# Green Wing Teal mount



## Tombuster (Dec 9, 2008)

Looking to get one mounted but wanted to see some examples that others may have. Not sure if i want to get it mounted flying or some other way to see all the colors. 

Please post some photos of mounts if you have em.

Thanks,


----------



## Gut_Pile (Dec 9, 2008)

don't have one mounted myself but I looked these up for you online to give you seom examples of what you can get. hope this helps


----------



## Nitro (Dec 9, 2008)

I am building inventory for this end result- 

Taxidermy by Shane Smith, Bridgeport,AL.

Good as it gets.


----------



## Bowman#3 (Dec 9, 2008)

That's a great looking mount Nitro
I just like eating them suckers to much!


----------



## Tombuster (Dec 9, 2008)

yea that looks real good, 

thanks for the help guys.


----------



## Nitro (Dec 9, 2008)

Bowman#3 said:


> That's a great looking mount Nitro
> I just like eating them suckers to much!



You can still eat em. Just takes a little longer to skin em for a mount.......

And I agree, they are tasty.
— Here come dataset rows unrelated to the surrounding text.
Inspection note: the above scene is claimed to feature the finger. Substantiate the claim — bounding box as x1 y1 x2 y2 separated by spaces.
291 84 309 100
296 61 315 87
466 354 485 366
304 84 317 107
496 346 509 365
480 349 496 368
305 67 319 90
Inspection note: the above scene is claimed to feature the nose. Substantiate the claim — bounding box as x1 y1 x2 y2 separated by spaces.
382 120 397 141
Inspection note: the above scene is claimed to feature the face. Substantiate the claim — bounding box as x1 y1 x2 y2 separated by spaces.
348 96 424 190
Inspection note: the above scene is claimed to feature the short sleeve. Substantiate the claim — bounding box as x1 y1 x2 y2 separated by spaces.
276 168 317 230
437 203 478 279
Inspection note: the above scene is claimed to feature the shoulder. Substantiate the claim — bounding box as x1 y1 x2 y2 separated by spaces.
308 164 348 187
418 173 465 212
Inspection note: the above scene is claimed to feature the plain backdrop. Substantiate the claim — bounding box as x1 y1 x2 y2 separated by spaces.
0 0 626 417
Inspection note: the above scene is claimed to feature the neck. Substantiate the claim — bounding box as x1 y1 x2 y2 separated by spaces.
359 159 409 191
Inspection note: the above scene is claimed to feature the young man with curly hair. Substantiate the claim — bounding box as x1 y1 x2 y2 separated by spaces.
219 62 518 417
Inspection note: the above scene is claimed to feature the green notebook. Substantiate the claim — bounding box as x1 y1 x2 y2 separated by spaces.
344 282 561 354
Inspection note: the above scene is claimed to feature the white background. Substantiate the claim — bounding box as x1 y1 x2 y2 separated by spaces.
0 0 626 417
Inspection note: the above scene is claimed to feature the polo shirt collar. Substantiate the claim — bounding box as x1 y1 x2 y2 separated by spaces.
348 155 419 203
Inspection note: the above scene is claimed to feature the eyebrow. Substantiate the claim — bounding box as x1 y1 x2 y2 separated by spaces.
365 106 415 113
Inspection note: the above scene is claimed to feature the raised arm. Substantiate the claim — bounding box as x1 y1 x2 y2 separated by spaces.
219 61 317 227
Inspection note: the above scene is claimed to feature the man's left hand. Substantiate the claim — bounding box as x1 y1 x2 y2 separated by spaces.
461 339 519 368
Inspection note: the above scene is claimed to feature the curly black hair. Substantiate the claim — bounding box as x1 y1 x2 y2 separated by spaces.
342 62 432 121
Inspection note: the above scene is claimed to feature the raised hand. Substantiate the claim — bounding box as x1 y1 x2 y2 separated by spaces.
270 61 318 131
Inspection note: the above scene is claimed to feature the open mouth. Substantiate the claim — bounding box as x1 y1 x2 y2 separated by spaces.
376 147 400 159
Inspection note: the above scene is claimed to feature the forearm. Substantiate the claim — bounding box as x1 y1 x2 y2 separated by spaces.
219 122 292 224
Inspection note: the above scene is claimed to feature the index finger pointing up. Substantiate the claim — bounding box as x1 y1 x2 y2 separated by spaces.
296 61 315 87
I cooked a pile of em two weeks ago.


----------



## dognducks (Dec 9, 2008)

Nitro said:


> I am building inventory for this end result-
> 
> Taxidermy by Shane Smith, Bridgeport,AL.
> 
> Good as it gets.



That is a killer looking mount. All his work is truely amazing


----------



## TurkeyH90 (Dec 10, 2008)

*taxidermy*

Wow!!! I am very critical of anyones taxidermy besides Trails End but that guy is OUTSTANDING!!!Love that table mount.


----------